Julia (1977)

Julia (1977), directed by Fred Zinnemann.

The presented-as-true tale of Lillian Hellman and her aristocratic friend Julia, who became an anti-fascist activist in dangerous 1930s Europe. Lillian herself is recruited to carry resistance money into Berlin. They tell her: "You are perhaps not the best choice, being a Jew". No kidding.

Exquisite period detail and the ominous rise of the nazis is stomach-churning in its intensity: soldiers everywhere, always having to show your papers, people disappearing, being watched. And yet the clubs and restaurants are still open and tourists can have a great time all night long.

Perhaps lost in the film because never clearly explained, even to each other, is the story of Julia & Lillian. A great passion, platonic but still grand, ending in tears.

I saw this in the theater back then and it did not make much of an impression. Now it seems finely done if slowly paced in the first half. Lillian and Dashiell Hammett -- both writers, after all -- tend to declaim at each other, and Lillian has the irritating habit of bellowing in English over the phone in countries where people don't speak the language.

I also thought Jason Robards looked like Jane Fonda's grandfather. How my perspective changes with time! And he was only 15 years older anyway.

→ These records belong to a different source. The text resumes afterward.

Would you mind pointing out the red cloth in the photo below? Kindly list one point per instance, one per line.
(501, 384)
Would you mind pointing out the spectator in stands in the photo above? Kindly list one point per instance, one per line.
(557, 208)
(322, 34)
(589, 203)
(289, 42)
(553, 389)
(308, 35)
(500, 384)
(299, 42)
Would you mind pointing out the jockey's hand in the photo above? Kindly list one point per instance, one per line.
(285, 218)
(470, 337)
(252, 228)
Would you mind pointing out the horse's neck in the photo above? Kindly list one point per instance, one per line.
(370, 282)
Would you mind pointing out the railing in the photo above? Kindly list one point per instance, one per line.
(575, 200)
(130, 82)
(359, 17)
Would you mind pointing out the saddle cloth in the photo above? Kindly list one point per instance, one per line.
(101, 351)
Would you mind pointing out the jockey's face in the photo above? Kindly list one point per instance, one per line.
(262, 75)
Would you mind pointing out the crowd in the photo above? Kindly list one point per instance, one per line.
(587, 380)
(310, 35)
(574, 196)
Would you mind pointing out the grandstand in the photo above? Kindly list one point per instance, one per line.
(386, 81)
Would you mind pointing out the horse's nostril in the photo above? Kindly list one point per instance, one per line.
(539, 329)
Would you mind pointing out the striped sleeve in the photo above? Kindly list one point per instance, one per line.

Lovely composition by photographer Douglas Slocombe. As was popular in the 1970s, the camera used filtering to give a soft, classic film look.

Georges Delerue score.

Available on Twilight Time Blu-ray.

Nick Redman interviews Jane Fonda for the commentary track. I always expect Fonda to be hyper-political and radically chic, but she comes across as a normal well-balanced person. She met the elderly Lillian Hellman and described her as both fascinating and difficult.

Hellman's account of this as a true story has been challenged, to put it politely.